Benjamin, 69, is a Chicago native and former Army physician who served in the military for nine years, including as chief of emergency medicine at the Walter Reed Army Medical Center in 1983.
He said the biggest difference in shifting from the ER to public health was learning how to step back and view things from a wider perspective.
“When you have one patient in front of you, you’re focused like a laser on that one individual. When in public health, you’ve got to think of a much broader group, you’re thinking about the health and wellbeing of the whole population,” Benjamin said. “So when you’re vaccinating someone, yes, you’re protecting that one individual, but when you vaccinate enough people you get herd immunity. Now you’re protecting the community, or at least you’re moving in that direction.”
Benjamin said one lesson the public health establishment should take away from the pandemic is to make sure the front-line responders become the public face of the issue.
“There was a time when the only people in public health that spoke to the media, were engaged with policymakers, were the senior most people. That’s no longer the case anymore. People want to hear from the epidemiologist on the ground, the person actually out doing the work, and not necessarily the manager, the top person in the shop,” he said.
Benjamin said he’s not surprised at the relatively poor U.S. response to COVID-19, and he’s worried the nation is positioned to fail again whenever the next pandemic comes, saying “we really have not built the health system … that we really need.”
“Our ability to move patients from point A to point B — not well done. Our ability to move data around and information around — it’s terrible. And it impacts our everyday practice of improving our health and everyday practicing medicine.”
Benjamin said the signs of a troubled response came early, but officials did not react in time. Now, he’s concerned those same problems still haven’t been fixed.
“When we ran out of toilet paper, which should have been a first indication that was going to be a problem for other things like nasal swabs and therapeutics,” Benjamin said. “I mean, if you can’t keep toilet paper on the shelves, keeping some of these more exotic therapeutics on the shelf clearly was going to be a problem.”
Fixing the problems is more than just a matter of money, Benjamin said. It’s about putting the right people in the right place and then making sure those people have the resources they need.
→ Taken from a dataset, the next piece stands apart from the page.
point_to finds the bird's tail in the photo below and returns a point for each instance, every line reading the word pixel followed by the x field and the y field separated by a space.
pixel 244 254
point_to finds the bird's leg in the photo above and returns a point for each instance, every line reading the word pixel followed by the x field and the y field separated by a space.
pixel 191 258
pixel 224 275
“Until we build a health system that can foresee bad outcomes and big events happening and get ahead of them, we’re not going to be successful. We’ve been chasing this pandemic since the beginning. And we’re just beginning to understand it. We still haven’t caught it,” he said. “The Biden administration, I think, has done a wonderful job at playing catch up. But you still got a ways to go.”
One of the administration’s ideas to advance biomedical research is a new agency called the Advanced Research Projects Agency for Health, or ARPA-H.
The White House has requested $6.5 billion to fund the agency, which is modeled after the Pentagon’s Defense Advanced Research Projects Agency, or DARPA. The idea is for the group to deliver breakthrough treatments for cancer, Alzheimer’s, diabetes and other diseases.
Benjamin said the program has enormous potential, if it can get off the ground.
“I think that the more important goal is to get it up and running and making sure that its mission … is different from the historical way [the National Institutes of Health] works. We want ARPA-H … to be more risk-taking, we want it to be there to solve big problems,” he said.
The House this summer passed legislation allocating less than half the funding requested by the Biden administration, and it’s not clear if the Senate will even include the program in its massive social infrastructure bill.
“Does it take money? You bet. And are we going to have failures and debt, and I think my biggest concern about what would happen with ARPA-H is the historical intolerance with failure,” Benjamin said.
Big ideas can fail, Benjamin said, but it shouldn’t discourage people from having them.